Ho persino fatto una lunghissima lista di buoni propositi, nonostante io sappia fin dal principio che non li rispetterò. Però mentre li scrivevo pensavo che in fondo, IL buon proposito per eccellenza, è quello di smettere di condannarsi per ciò che non si è e accettarsi un po' di più. Sorridersi un po' di più.

L'anno che si è appena concluso è stato, senza dubbio, il più pieno ed intenso della mia vita. Vorrei trovare le parole giuste per descriverlo, ma la verità è che tutto, attorno a me, ha girato così in fretta da lasciarmi spesso spossata e felice, come in una trottola di colori che si mischiano e si ammassano l'uno sull'altro. Eppure da questa confusione, paradossalmente, le poche cose che si sono salvate, che sono rimaste le stesse, hanno reso il mio mondo più limpido e chiaro.
La lontananza è stata, talvolta, una lente preziosa attraverso la quale osservare le cose, e così ho potuto accorgermi di come alcune relazioni e alcuni affetti brillassero più di altri. Di come alcune persone siano e saranno sempre per me un appoggio essenziale, un porto sicuro.
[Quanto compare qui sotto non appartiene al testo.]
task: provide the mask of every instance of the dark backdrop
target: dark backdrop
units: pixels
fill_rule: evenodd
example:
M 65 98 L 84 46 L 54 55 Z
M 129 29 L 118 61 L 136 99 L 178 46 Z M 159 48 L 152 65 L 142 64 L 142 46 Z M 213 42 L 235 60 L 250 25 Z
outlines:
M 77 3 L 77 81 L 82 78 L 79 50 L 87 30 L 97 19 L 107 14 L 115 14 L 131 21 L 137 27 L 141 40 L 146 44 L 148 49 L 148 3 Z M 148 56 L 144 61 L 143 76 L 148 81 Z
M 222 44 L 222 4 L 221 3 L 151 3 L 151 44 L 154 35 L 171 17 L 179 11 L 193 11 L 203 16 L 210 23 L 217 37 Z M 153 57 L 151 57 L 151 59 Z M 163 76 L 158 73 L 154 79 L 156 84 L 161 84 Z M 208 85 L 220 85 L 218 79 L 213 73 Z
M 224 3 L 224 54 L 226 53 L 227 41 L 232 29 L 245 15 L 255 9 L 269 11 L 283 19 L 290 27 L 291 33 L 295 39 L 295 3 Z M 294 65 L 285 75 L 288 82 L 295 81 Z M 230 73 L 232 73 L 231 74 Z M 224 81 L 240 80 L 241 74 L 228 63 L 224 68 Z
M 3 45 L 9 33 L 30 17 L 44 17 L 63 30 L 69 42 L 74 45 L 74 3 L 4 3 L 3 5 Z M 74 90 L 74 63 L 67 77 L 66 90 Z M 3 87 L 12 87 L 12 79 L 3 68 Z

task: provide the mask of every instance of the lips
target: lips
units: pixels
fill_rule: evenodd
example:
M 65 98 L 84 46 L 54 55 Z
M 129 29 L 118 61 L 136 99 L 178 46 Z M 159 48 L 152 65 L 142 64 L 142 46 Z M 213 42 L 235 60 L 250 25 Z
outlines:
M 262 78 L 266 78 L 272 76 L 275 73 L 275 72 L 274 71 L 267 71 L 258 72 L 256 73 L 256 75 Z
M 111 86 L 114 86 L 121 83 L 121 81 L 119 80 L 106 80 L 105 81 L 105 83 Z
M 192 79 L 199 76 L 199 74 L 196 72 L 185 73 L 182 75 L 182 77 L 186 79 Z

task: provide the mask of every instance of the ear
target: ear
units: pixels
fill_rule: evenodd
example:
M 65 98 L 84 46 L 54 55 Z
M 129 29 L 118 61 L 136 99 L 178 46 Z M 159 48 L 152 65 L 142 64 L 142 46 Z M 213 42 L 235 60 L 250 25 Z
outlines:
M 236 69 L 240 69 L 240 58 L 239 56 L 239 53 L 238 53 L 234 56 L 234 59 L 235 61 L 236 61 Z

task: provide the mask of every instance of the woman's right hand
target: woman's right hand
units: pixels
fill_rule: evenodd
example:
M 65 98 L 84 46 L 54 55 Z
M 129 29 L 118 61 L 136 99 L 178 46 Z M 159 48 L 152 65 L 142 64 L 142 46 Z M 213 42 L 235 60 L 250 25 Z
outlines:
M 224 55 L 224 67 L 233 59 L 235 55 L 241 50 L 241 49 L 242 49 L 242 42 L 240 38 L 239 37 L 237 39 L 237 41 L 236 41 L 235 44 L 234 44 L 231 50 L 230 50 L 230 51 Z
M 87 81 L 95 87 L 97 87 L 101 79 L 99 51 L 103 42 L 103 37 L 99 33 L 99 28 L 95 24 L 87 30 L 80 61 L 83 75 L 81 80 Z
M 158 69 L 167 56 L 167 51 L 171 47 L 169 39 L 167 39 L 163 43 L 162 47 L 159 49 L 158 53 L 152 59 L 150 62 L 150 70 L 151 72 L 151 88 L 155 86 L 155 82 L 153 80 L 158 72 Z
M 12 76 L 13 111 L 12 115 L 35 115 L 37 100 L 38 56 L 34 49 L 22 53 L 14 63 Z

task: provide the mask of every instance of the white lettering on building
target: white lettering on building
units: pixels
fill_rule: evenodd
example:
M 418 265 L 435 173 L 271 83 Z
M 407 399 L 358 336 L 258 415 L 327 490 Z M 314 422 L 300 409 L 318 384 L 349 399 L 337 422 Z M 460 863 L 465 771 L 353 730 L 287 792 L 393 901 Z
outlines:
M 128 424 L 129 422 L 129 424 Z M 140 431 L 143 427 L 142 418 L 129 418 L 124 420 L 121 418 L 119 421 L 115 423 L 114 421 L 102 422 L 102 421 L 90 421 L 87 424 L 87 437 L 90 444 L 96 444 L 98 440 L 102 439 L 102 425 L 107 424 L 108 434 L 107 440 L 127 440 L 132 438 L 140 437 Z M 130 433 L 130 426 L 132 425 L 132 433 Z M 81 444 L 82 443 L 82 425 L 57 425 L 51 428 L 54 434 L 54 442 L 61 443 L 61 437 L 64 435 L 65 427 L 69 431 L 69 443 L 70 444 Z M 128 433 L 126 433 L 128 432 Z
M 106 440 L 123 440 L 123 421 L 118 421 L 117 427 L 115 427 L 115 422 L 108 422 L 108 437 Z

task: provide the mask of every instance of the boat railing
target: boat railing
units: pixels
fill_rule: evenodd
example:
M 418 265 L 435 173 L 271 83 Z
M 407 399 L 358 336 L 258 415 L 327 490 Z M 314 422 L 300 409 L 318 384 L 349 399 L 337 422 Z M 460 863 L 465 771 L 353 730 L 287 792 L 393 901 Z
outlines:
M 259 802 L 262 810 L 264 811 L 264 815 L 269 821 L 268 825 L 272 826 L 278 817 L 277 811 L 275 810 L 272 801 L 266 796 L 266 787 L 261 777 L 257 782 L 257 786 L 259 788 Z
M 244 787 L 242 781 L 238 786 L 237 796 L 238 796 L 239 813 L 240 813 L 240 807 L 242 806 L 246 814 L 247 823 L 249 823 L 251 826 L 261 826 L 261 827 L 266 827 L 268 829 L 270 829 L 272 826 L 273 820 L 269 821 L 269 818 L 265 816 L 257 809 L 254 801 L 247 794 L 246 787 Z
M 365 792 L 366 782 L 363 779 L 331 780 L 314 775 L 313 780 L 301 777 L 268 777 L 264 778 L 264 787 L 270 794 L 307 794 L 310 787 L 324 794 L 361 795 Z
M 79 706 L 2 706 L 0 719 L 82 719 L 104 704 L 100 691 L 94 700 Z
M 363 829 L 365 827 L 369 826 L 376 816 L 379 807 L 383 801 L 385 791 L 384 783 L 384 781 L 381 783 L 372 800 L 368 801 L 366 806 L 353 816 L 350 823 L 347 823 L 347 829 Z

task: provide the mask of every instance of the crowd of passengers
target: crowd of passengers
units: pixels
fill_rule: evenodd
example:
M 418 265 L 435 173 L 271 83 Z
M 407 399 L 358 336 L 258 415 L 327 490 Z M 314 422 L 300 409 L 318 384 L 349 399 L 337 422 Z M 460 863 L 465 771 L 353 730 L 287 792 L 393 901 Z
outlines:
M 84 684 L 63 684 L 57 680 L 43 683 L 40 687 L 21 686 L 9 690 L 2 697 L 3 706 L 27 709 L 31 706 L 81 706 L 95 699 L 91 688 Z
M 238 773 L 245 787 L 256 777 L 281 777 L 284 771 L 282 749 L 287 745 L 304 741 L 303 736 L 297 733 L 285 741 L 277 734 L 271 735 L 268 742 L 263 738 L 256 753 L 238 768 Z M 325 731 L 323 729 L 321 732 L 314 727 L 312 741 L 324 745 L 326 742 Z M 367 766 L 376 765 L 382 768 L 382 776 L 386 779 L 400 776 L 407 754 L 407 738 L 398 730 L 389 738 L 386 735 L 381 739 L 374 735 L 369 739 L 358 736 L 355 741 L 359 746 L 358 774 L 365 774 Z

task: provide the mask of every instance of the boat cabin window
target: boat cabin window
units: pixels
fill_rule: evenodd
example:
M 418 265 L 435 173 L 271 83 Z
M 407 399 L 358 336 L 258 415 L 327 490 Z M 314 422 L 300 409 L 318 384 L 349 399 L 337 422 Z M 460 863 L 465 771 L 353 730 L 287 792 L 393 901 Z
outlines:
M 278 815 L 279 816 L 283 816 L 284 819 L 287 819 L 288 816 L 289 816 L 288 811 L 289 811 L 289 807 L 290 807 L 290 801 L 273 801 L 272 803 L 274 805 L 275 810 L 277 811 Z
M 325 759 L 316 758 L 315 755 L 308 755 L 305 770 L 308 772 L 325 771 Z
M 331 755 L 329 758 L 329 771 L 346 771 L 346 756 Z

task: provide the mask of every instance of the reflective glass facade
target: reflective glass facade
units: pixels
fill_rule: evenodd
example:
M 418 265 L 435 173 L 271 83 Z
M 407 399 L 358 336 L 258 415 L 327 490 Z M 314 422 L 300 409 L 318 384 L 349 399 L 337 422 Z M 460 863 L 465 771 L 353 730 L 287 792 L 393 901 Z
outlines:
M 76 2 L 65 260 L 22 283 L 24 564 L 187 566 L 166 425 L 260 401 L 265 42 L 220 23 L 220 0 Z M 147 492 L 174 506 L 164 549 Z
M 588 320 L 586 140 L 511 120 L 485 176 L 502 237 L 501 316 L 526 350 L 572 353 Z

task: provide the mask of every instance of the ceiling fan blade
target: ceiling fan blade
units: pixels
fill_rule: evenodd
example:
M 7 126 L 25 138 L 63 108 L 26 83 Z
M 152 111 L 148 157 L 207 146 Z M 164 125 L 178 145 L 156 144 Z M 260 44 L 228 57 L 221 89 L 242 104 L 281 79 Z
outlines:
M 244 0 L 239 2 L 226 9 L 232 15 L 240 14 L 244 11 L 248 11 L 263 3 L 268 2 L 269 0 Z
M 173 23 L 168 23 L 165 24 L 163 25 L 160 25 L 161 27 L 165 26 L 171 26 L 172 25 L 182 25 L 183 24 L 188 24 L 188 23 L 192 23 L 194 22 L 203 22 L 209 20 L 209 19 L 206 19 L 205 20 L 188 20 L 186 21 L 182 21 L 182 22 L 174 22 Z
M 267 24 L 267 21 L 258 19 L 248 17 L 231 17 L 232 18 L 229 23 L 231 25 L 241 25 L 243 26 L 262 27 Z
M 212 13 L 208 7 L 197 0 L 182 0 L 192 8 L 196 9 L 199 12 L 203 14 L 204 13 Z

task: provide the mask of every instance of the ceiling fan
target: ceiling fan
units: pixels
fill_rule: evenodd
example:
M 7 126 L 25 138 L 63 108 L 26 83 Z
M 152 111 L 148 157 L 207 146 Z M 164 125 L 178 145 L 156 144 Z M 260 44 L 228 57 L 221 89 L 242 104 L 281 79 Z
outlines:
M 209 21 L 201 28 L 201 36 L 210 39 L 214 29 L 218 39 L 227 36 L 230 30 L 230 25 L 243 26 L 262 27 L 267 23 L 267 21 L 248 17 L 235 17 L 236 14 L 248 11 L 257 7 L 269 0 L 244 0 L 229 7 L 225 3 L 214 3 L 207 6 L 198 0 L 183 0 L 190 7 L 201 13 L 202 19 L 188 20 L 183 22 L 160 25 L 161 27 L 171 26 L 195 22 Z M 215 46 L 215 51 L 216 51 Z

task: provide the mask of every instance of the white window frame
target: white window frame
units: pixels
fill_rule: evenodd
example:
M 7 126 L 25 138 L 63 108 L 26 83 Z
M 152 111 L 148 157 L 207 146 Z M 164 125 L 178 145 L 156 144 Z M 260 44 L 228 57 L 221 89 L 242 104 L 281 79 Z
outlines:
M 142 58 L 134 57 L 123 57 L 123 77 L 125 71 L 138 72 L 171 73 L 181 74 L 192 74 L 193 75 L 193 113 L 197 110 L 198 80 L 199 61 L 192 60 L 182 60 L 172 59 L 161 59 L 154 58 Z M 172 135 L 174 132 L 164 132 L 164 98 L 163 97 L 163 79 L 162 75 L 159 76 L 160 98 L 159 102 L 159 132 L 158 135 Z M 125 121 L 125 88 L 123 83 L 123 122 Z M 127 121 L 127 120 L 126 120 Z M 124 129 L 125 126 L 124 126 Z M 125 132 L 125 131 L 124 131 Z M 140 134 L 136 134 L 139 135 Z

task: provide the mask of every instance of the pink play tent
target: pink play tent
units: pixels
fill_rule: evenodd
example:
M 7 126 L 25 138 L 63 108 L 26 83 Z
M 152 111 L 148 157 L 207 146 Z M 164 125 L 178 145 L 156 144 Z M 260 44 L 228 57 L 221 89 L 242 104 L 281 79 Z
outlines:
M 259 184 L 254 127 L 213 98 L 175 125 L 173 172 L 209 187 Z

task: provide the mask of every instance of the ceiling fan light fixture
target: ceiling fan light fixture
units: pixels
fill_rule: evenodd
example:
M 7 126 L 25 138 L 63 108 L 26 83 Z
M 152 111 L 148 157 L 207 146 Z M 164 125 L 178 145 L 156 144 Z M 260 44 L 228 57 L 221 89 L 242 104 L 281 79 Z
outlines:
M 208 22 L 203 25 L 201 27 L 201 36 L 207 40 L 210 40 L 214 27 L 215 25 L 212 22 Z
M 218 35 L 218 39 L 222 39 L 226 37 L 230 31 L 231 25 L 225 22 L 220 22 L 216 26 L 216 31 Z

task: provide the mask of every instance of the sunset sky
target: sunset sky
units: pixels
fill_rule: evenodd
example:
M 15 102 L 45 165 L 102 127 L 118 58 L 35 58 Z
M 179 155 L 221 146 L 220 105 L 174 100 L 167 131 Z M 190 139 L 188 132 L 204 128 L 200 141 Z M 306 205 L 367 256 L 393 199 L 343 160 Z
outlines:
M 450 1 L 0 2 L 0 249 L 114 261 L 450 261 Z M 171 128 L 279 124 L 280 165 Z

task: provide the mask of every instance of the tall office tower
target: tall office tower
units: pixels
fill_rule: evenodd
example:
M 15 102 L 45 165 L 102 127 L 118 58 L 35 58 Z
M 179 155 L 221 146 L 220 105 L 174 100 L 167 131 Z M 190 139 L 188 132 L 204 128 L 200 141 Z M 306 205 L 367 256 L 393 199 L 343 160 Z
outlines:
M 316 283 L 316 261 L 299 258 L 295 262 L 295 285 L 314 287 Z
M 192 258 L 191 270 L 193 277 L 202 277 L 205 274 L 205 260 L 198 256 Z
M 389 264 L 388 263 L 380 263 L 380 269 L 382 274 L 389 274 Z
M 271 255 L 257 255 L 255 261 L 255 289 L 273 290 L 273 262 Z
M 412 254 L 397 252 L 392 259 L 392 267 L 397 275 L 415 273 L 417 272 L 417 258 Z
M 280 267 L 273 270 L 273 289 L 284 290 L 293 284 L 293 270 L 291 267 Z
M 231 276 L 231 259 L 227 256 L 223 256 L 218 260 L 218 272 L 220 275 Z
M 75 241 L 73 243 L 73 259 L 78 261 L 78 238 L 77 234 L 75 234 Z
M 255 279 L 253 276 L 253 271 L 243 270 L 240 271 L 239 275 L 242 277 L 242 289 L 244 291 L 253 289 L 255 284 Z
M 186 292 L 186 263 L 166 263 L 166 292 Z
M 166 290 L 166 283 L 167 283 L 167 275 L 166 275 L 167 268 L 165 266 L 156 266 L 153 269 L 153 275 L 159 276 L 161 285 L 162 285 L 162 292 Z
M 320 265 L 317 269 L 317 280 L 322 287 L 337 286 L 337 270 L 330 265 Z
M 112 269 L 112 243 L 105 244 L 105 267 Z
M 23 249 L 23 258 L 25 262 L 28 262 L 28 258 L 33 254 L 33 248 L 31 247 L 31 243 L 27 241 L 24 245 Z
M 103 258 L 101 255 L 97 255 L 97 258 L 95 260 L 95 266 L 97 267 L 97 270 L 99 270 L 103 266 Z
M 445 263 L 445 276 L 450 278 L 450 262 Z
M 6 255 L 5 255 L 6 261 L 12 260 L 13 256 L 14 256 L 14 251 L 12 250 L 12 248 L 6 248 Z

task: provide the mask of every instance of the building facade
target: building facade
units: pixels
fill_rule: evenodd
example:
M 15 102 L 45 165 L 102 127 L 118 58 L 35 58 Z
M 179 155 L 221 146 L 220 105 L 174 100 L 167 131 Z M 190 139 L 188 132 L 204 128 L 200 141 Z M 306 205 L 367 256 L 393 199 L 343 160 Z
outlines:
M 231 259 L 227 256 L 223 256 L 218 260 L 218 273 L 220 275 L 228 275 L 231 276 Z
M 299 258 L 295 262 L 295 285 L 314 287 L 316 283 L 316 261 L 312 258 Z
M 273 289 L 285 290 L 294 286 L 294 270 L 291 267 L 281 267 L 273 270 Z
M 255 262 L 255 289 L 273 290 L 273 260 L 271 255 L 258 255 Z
Il 2013 è stato l'anno in cui, per la prima volta, ho preso la vita a due mani e ho deciso che cosa voglio e come lo voglio. Ho smesso finalmente di farmi trascinare dalla corrente.
Il 2013 è stato anche un anno di attesa. Ho pazientato, ho aspettato, ho desiderato e mi sono aggrappata ai miei desideri con le unghie e con i denti. 
Ho aspettato per ore al telefono cercando di comunicare con l'Ufficio Ammissioni dell'Università svedese, ho aspettato davanti al computer, per settimane, per mesi, la risposta che avrebbe cambiato ogni cosa. E ancora, sempre davanti ad un computer, ho aspettato per mesi, ogni sera, lo stesso volto e la stessa voce, che, puntuali, arrivavano a scaldarmi il cuore.
Ho aspettato e ho capito che per amore si aspetta. Che per i propri sogni si aspetta. Che a volte bisogna ingannare il tempo, contare le ore, distrarsi, insistere.
Il 2013 è stato un anno in bilico. L'ho passato quasi tutto in equilibrio sopra ad un filo e questo filo era teso tra paura e voglia, agitazione e felicità, gioia pura e buchi neri, coraggio e sfinimento. 
Il 2013 è stato l'anno delle amicizie che mi hanno scaldato il cuore. Mi sono trasferita in Svezia e, senza rammarico, ammetto di essere stata un cliché. Ho trovato i miei "italiani all'estero" e non avrei potuto essere più fortunata. 
A volte inizi un cammino con delle aspettative e ad un certo punto realizzi di aver trovato molto di più. Ecco, per me Stoccolma, ancora una volta, è stata così. Nella solitudine io non mi sono sentita mai sola, nella mia dis-abilità culinaria loro mi hanno cucinato un sacco di buon cibo, quando mi sono agitata per aver scoperto i primi capelli bianchi loro me li hanno tinti e nei momenti difficili mi hanno ascoltata e si sono presi cura di me. In questi ultimi mesi, ogni volta che mi è servita una pacca sulla spalla, loro non me l'hanno mai fatta mancare.
Il 2013 è stato l'anno della gratitudine. Ho capito che se io posso partire, fare, provare e vivere, questo avviene grazie al costante appoggio della mia famiglia. La loro capacità di tollerare la distanza e la mancanza pur di lasciarmi crescere come io lo desidero è ammirabile. La fiducia che loro ripongono in me è il regalo più grande.
Nel 2013 poi, last but not least, mi sono presa una cotta da paura, una cotta che dura tuttora e che poi forse solo una cotta non è. Ho dato un calcio a quelle che pensavo essere le mie esigenze primarie in ambito sentimentale, ho rinunciato a comunicare nella mia lingua, così come ho rinunciato ad una chioma folta e lucente, però dopotutto, in cambio, mi sono portata a casa molto di più. 
L'uomo che ho accanto è incredibilmente testardo, brillante, saggio, acuto, intelligente, stackanovista e divertente. E' una buona forchetta, un pessimo pattinatore e un grande amico. 
Il mio 2013 non sarebbe mai stato lo stesso senza di lui.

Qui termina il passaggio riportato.